NUNUKAN, KN – Petugas Imigrasi Nunukan, Kalimantan Utara, kembali mendeportasi enam warga negara Malaysia yang kedapatan masuk secara ilegal ke wilayah Indonesia. Keenamnya dideportasi karena nekat melintas tanpa dokumen keimigrasian demi menyantap bakso di Pulau Sebatik.
Deportasi terakhir ini dilakukan pada Senin, 3 November 2025, melengkapi deportasi dua WN Malaysia lain yang telah dilakukan lebih dulu.

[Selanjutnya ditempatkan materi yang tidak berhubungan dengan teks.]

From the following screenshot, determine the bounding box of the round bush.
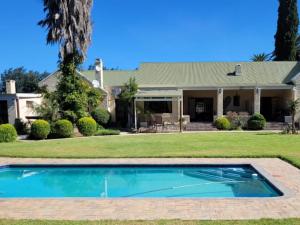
[77,117,97,136]
[0,124,18,142]
[30,120,50,140]
[52,120,74,138]
[215,117,231,130]
[248,113,266,130]
[91,108,110,126]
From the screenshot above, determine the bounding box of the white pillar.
[292,87,298,101]
[217,88,224,117]
[253,87,261,113]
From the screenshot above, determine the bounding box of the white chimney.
[235,64,242,76]
[6,80,16,94]
[95,59,103,89]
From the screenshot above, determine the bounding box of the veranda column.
[292,87,298,101]
[134,99,137,130]
[254,87,261,113]
[217,88,224,117]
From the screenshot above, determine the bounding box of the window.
[26,101,33,109]
[233,95,241,106]
[144,101,172,113]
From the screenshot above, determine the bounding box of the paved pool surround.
[0,158,300,220]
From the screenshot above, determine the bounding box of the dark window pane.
[233,95,240,106]
[144,101,172,113]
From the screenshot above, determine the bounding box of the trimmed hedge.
[77,117,97,136]
[52,120,74,138]
[248,113,266,130]
[96,129,120,136]
[91,108,110,126]
[215,116,231,130]
[0,124,18,143]
[14,119,29,135]
[30,120,51,140]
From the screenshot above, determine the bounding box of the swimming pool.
[0,165,282,198]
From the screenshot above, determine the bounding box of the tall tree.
[0,67,49,93]
[274,0,299,61]
[39,0,93,122]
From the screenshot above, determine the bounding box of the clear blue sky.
[0,0,290,72]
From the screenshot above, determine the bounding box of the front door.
[260,97,273,121]
[189,98,213,122]
[0,101,8,124]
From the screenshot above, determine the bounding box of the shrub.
[77,117,97,136]
[52,120,74,138]
[96,129,120,136]
[0,124,18,143]
[15,119,29,135]
[215,116,231,130]
[248,113,266,130]
[30,120,50,140]
[91,108,110,126]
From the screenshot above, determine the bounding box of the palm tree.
[251,53,271,62]
[289,98,300,134]
[38,0,93,60]
[38,0,93,123]
[296,34,300,61]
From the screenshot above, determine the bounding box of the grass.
[0,132,300,168]
[0,132,300,225]
[0,219,300,225]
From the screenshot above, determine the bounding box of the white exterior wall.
[0,94,42,124]
[19,97,42,121]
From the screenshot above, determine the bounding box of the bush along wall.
[248,113,266,130]
[30,120,50,140]
[77,117,97,136]
[0,124,18,143]
[215,116,231,130]
[51,120,74,138]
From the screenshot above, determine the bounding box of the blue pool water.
[0,165,282,198]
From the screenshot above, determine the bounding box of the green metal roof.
[136,90,182,98]
[136,62,300,87]
[80,70,137,86]
[40,62,300,89]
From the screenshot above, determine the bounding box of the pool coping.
[0,158,300,220]
[0,162,294,200]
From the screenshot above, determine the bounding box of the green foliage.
[91,108,110,126]
[0,67,49,93]
[30,120,50,140]
[0,124,18,143]
[14,119,29,135]
[87,87,103,112]
[35,90,61,122]
[215,116,231,130]
[248,113,266,130]
[96,129,120,136]
[51,120,74,138]
[274,0,299,61]
[77,117,97,136]
[56,54,88,123]
[289,99,300,134]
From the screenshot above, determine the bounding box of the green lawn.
[0,219,300,225]
[0,132,300,168]
[0,132,300,225]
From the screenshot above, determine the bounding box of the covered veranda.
[134,89,186,131]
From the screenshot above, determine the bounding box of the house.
[40,60,300,130]
[0,80,42,124]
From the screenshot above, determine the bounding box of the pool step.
[184,169,254,180]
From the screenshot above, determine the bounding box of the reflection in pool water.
[0,166,281,198]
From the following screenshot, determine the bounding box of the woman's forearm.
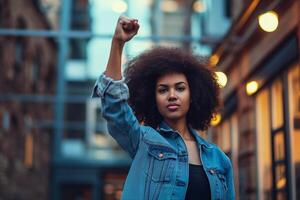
[105,39,125,80]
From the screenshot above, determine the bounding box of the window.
[256,90,272,199]
[288,64,300,199]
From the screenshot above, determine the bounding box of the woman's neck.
[165,120,191,139]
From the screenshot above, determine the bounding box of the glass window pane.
[256,89,272,199]
[288,64,300,199]
[275,165,286,190]
[0,0,61,30]
[274,132,285,161]
[271,79,283,129]
[219,120,231,153]
[61,184,92,200]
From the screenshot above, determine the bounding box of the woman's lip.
[167,105,179,110]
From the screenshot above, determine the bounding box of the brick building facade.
[0,0,57,200]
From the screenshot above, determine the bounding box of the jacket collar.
[157,121,213,148]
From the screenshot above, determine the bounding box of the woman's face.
[155,73,190,121]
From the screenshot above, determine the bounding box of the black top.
[185,164,211,200]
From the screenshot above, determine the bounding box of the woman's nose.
[168,90,177,101]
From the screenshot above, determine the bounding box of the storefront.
[208,1,300,199]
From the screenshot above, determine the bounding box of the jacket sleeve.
[226,157,235,200]
[92,74,142,158]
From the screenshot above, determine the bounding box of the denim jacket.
[92,74,235,200]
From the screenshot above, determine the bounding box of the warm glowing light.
[193,1,206,13]
[216,72,227,88]
[258,11,279,32]
[210,113,222,126]
[112,0,128,13]
[209,54,219,66]
[161,0,178,12]
[246,81,258,95]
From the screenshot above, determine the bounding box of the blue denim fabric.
[92,74,235,200]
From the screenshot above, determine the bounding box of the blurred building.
[209,0,300,199]
[0,1,57,200]
[0,0,246,200]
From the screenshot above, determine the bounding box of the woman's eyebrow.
[157,81,186,87]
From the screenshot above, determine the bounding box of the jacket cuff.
[91,73,129,100]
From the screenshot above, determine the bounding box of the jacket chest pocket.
[208,169,228,199]
[146,145,177,182]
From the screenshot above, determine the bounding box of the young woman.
[92,16,234,200]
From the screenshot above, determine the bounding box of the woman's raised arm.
[105,16,140,80]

Kronologi Penangkapan Gara-gara Kuliner
Awal mula insiden ini terjadi ketika Tim Intelijen dan Penindakan Keimigrasian (Inteldakim) Imigrasi Nunukan mendapati total delapan WN Malaysia pada Senin (20/10/2025). Mereka terdeteksi masuk secara ilegal melalui Dermaga Lale Sallo, Sungai Pancang, sekitar pukul 15.20 Wita.
Motif kedatangan mereka sangat unik dan sederhana. Kelompok keluarga besar ini mengaku hanya ingin menikmati semangkuk bakso yang terkenal di depan Pos Lintas Batas Negara (PLBN) Sebatik.
”Mereka ada acara kenduri di Tawau. Setelah selesai, salah satu di antara mereka menyarankan untuk ke Sebatik saja. Kebetulan dia sering ke Sebatik dan tahu jalurnya,” tutur Kepala Seksi Teknologi dan Informasi Keimigrasian (Tikim) Kantor Imigrasi Nunukan, Iwan, melalui keterangan tertulis, Selasa (4/11/2025).
Iwan menjelaskan , Tim Inteldakim mengamankan para warga negara Malaysia tersebut karena memiliki ikatan keluarga. Selanjutnya, kelompok ini, yang datang dari Semenanjung dan Negeri Sembilan, Malaysia, tidak menyangka perjalanan singkat untuk wisata kuliner itu berujung pada penangkapan.
Perbedaan Nasib Dua Pasangan Suami Istri
Dari total delapan orang yang diamankan, Imigrasi Nunukan membagi penanganannya menjadi dua kloter.
- Kloter Pertama: Petugas mendeportasi lebih dulu pasangan suami istri Hassaniah Binti Omar (59) dan W Kamarudin Bin W Ahmad (62)Hassaniah Binti Omar (59) dan W Kamarudin Bin W Ahmad (62) pada Selasa (28/10/2025). Dokumen keimigrasian kedua orang ini lengkap.
- Kloter Kedua: Enam WN Malaysia lainnya: Wan Hafizuddin Bin W Kamaruddin (30), Ajurah Binti Amat (33), Aidah Binti Amat (38), Shafrizul Bin Ramliee (31), Nur Ain Binti Mustafa (36), dan Norfalini Binti Husairi (39).
Kelompok kedua ini hanya berbekal Kartu Identitas (IC) Malaysia, sehingga mereka harus menunggu hasil verifikasi identitas resmi dari Kedutaan Malaysia di Pontianak.
Pesan Tegas di Wilayah Perbatasan
Setelah proses verifikasi rampung, Imigrasi Nunukan melakukan deportasi enam orang ini pada Senin, 3 November 2025.
Deportasi ini didasarkan pada Pasal 113 dan/atau Pasal 119 Undang-Undang Nomor 6 Tahun 2011 tentang Keimigrasian. Imigrasi mengenakan tindakan administratif berupa deportasi dan pencekalan untuk memberikan efek jera.
”Kita lakukan sebuah warning tegas bahwa masuk negara lain, wajib memiliki dokumen resmi yaitu paspor,” tegas Iwan.
Petugas Inteldakim mengawasi secara langsung seluruh proses keberangkatan untuk memastikan pelaksanaan deportasi berjalan sesuai prosedur hukum dan menjunjung tinggi prinsip kemanusiaan.
Tindakan ini melanjutkan komitmen Imigrasi Nunukan sebagai garda terdepan dalam pengawasan keimigrasian di perbatasan Indonesia–Malaysia. Tujuannya adalah menjaga kedaulatan negara dan memastikan setiap perlintasan berlangsung aman, tertib, serta sesuai ketentuan yang berlaku.